Ces magistrats ont rendu compte des plaidoiries au tribunal composé de :
Monia TALEB, Vice-Présidente
Cécile BAUDOT, Première Vice-Présidente Adjointe
Martine SERVAL, Magistrat à titre temporaire
qui en ont délibéré.
Albane SURVILLE, Greffier.
JUGEMENT
prononcé en premier ressort, par décision réputée contradictoire et mise à disposition au greffe du tribunal conformément à l’avis donné à l’issue des débats.
[A], [M], [Y], [T] [I] est née le [Date naissance 1] 2015 à [Localité 6] de Mme [X], [U], [L] [Z], et de M. [S] [I], qui l’a reconnue par anticipation le 23 avril 2015 à [Localité 6].
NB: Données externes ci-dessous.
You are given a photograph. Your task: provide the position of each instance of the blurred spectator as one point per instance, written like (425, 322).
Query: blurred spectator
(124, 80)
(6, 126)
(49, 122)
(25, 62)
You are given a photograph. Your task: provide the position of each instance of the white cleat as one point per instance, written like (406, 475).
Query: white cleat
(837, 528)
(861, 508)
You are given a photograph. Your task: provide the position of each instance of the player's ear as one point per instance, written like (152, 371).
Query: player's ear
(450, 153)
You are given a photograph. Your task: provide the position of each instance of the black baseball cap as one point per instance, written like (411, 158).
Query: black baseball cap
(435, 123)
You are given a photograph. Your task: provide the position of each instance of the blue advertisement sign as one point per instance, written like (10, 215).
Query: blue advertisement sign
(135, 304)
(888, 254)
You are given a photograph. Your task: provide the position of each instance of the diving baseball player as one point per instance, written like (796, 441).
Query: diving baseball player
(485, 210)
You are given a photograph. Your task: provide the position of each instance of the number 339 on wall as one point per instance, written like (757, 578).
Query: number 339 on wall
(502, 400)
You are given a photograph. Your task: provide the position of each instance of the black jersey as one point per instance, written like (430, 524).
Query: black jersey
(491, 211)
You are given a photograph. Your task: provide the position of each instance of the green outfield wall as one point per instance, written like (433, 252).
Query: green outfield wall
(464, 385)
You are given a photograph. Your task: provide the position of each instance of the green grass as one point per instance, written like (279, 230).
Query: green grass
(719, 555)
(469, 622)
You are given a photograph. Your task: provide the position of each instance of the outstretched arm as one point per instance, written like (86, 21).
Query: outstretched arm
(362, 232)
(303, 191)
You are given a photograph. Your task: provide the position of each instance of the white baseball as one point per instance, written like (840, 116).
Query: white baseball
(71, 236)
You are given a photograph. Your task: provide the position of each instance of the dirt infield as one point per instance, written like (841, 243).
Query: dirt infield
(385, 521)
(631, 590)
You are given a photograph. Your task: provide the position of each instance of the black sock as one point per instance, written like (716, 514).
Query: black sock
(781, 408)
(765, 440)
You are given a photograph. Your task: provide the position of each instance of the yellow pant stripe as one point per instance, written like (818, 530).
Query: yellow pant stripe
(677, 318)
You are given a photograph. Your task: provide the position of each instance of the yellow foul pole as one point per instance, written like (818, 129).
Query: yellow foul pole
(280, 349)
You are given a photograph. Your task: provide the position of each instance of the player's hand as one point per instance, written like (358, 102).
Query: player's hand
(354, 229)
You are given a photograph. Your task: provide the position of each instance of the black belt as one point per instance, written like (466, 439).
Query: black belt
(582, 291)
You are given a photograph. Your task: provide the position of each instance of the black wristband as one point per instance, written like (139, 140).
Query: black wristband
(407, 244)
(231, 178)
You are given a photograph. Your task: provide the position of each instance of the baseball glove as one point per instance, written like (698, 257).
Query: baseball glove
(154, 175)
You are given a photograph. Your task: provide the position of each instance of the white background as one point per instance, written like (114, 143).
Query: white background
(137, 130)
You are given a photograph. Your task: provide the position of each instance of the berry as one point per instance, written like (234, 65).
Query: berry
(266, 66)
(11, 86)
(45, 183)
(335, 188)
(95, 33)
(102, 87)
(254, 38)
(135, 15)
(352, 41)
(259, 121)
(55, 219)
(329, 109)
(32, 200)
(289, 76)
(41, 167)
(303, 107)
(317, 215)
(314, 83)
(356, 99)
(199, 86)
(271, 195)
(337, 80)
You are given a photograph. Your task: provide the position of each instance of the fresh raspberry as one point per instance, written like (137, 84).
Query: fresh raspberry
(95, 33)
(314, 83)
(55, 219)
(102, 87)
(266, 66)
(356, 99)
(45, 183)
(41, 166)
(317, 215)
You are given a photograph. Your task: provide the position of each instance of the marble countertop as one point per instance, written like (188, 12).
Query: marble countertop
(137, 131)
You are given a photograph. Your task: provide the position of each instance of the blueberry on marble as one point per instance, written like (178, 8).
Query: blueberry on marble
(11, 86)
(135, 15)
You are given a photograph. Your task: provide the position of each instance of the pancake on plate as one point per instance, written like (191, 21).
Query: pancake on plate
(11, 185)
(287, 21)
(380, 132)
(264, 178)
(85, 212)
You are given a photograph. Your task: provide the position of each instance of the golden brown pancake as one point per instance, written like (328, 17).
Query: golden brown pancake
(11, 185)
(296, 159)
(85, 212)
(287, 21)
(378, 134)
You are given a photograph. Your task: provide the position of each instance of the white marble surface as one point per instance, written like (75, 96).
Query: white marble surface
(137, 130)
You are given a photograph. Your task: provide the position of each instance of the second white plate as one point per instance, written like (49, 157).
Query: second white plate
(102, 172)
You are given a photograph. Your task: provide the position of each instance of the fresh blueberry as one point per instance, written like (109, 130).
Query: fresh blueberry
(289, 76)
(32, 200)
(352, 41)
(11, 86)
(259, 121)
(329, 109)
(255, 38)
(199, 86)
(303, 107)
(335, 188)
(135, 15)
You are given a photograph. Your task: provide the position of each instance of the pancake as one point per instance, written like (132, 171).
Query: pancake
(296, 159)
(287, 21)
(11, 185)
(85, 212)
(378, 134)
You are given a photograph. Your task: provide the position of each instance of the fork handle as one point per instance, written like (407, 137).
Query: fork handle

Par exploits des 10 août et 30 août 2022, le procureur de la République près le tribunal judiciaire de Nanterre a respectivement fait assigner Mme [X] [Z], en personne et en qualité de représentante légale de l’enfant, et M. [S] [I] devant le tribunal judiciaire de Nanterre. Il sollicite, au visa des articles 311-14, 336 du code civil, et 42 du code de procédure civile, l’annulation de la reconnaissance effectuée par ce dernier.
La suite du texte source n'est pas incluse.